How to check if file exists in Google Cloud Storage?

Question

I have a script where I want to check if a file exists in a bucket and if it doesn't then create one.

I tried using os.path.exists(file_path) where file_path = "/gs/testbucket", but I got a file not found error.

I know that I can use the files.listdir() API function to list all the files located at a path and then check if the file I want is one of them. But I was wondering whether there is another way to check whether the file exists.

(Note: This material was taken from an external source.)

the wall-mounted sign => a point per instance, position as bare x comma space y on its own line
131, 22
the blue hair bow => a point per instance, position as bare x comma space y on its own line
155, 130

+1 ran into this myself. We eventually wound up doing an HTTP HEAD on the public address of the file, but that's not a general solution. — ckhan, Nov 23 '12 at 08:41

nickyfot · Answer 1 · 2021-02-12T17:32:34.483

74

This post is old, you can actually now check if a file exists on GCP using the blob class, but because it took me a while to find an answer, adding here for the others who are looking for a solution

from google.cloud import storage

name = 'file_i_want_to_check.txt'   
storage_client = storage.Client()
bucket_name = 'my_bucket_name'
bucket = storage_client.bucket(bucket_name)
stats = storage.Blob(bucket=bucket, name=name).exists(storage_client)

Documentation is here

Hope this helps!

Edit

As per the comment by @om-prakash, if the file is in a folder, then the name should include the path to the file:

name = "folder/path_to/file_i_want_to_check.txt"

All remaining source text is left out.